夏のにぎわいが遠のき、秋らしくなるにつれ、次第に風が透き通っていくように感じられてくる頃合いですが、そうした時に吹く風を昔から「色なき風」と呼んできました。
中国から伝わった五行説によると、秋の色は白。日本人は、その白を、「色無き」と言い換えた訳です。本来は華やかさがないという意味でしたが、言い換えられていくうちに、しみわたるような寂寥感を言い表すようになっていったのだそうです。
そして、今回のおとめ座新月のテーマは「初心に返る」。能の大成者である世阿弥の「初心忘るべからず」という言葉と共に知られる「初心」は、普通に考えられているような“最初の志”のことではなく、自分が未熟であった頃の“最初の試練や失敗”の意ですが、これは試練に圧倒されたり、失敗の前に膝をついたりしたことのない者には、本当の成功はいつまでもやってこないのだということを指します。

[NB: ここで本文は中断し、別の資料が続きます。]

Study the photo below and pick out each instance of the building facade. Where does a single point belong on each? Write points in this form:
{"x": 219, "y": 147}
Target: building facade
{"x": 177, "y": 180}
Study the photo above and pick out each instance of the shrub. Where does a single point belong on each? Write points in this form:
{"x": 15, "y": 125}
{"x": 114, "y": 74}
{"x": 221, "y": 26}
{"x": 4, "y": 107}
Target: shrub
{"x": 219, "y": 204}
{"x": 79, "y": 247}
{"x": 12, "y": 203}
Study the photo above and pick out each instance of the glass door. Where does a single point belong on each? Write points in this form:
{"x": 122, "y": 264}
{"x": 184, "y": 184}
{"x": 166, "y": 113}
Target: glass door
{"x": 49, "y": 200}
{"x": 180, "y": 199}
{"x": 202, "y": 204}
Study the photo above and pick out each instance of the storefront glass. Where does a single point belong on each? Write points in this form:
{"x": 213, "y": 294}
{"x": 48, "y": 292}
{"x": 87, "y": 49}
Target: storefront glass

そうした失敗や挫折を不当だとか、相手や世間が悪いと思い込むのではなくて、そこから人間としての完成に近づくための新たな挑戦が始まるのだと気付くこともまた「初心」なのです。人生には幾つもの初心がある。そんなことに思い至ることができた時には、きっと心のなかをとびきりの「色なき風」が吹き抜けていくはず。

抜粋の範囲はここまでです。